Discounting your prices is especially deadly for service based industries. When you discount your time to deliver a service, you automatically have to increase your working hours to make up that difference. A personal trainer once hired me because he was working many hours but was not covering his costs. He didn’t understand why he was poor and not making a profit. He said, “How can I be so busy, yet not have enough money to pay my bills.? My prices aren’t super-cheap.”

I reviewed his pricing, which seemed solid and toward the higher end for trainers. But I quickly saw that his financial statements were not reflecting that pricing structure. After questioning, I found that he was giving away 1 out of every 3 training sessions. He didn’t realize, however, that his pricing structure was actually 1/3 less than what he told me.

In giving away one-third of his training sessions, he was taking himself from black ink to red – from profitable to not making it. Not only that, all his clients had come to expect that every third training session was free. When he tried to end his discounting, his clients were irritated. He lost about 35% of them and had to spend money in advertising to replace them. Those third-off discounts cost him in two ways!

The consequences of discounting your pricing

Training your customers to wait for discounts is easy to do, but it is very hard to end. The consequences are:

  • You must depend on volume of sales to make up for the discount
  • If you are selling your time, that quickly puts you into overwork status
  • Your customers or clients get used to the discounts
  • When you attempt to stop the discounts, many will go elsewhere
  • You have taught your customers that you are a commodity to be price shopped, rather than an expert who is un-shoppable

You want to be un-shoppable – in other words, a combination of experience, talent, and expertise that cannot be matched by anyone else. Focus on selling your value, not on selling your price. Discounting your prices makes you a commodity.

Pricing what you offer is part science, part art.

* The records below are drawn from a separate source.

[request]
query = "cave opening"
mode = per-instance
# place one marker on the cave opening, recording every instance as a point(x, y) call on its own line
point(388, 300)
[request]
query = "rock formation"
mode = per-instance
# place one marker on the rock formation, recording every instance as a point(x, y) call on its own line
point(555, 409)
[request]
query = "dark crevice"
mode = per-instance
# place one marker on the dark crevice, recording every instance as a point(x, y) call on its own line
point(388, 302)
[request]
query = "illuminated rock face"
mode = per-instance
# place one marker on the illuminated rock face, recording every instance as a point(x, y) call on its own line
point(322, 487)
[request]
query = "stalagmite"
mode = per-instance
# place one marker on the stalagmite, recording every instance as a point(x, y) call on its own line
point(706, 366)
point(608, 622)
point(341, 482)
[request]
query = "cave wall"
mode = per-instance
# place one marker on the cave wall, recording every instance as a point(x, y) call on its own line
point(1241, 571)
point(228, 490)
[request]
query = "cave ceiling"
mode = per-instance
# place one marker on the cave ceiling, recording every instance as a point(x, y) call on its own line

You know what your goods cost. If you sell for less than they cost, then your business will fail. That’s the science part – cost out, cost in, total it up.

The art part is harder to quantify but every bit as important. What is the perceived value of what you offer? If you perceive your service as worth $100 per hour and people are snickering behind your back, then you’ve got a perceived value problem. On the other hand, if you price your service too low, you won’t be profitable and will soon be working double the hours just to make ends meet.

Pricing well means takes these things into consideration:

  • Your ego has not inflated what your product or service is worth.
  • You know your costs cold and pay attention to them.
  • You discern a fair price based on customer input, your experience, and demand for what you offer.

If you have to create a demand because your product or service is not familiar to buyers, you will not be able to price your product or service as highly as you might think it is worth. However, if you price wisely, educate potential customers, and build a business from that base you will one day be able to charge more. Why? Because, you have successfully and faithfully created MORE perceived value.

I realize there are strategies for “loss leaders” and getting people into the marketing funnel. But as a small business you do not have the deep pockets of a Wal-Mart or a Sam’s to offer super-low cost and freebies in order to gain customers. If you decide to do this, be cautious, wise, and infrequent. As I suggested earlier, build this into a well-publicized annual or semi-annual event.

Keep in mind that if you don’t value what you do, your customers won’t, either! Aim for a fair price, give outstandingly fantastic customer service, work consistently, and your business will grow. If you need an outsider’s help, ask for it. You can request a consultation with me by email.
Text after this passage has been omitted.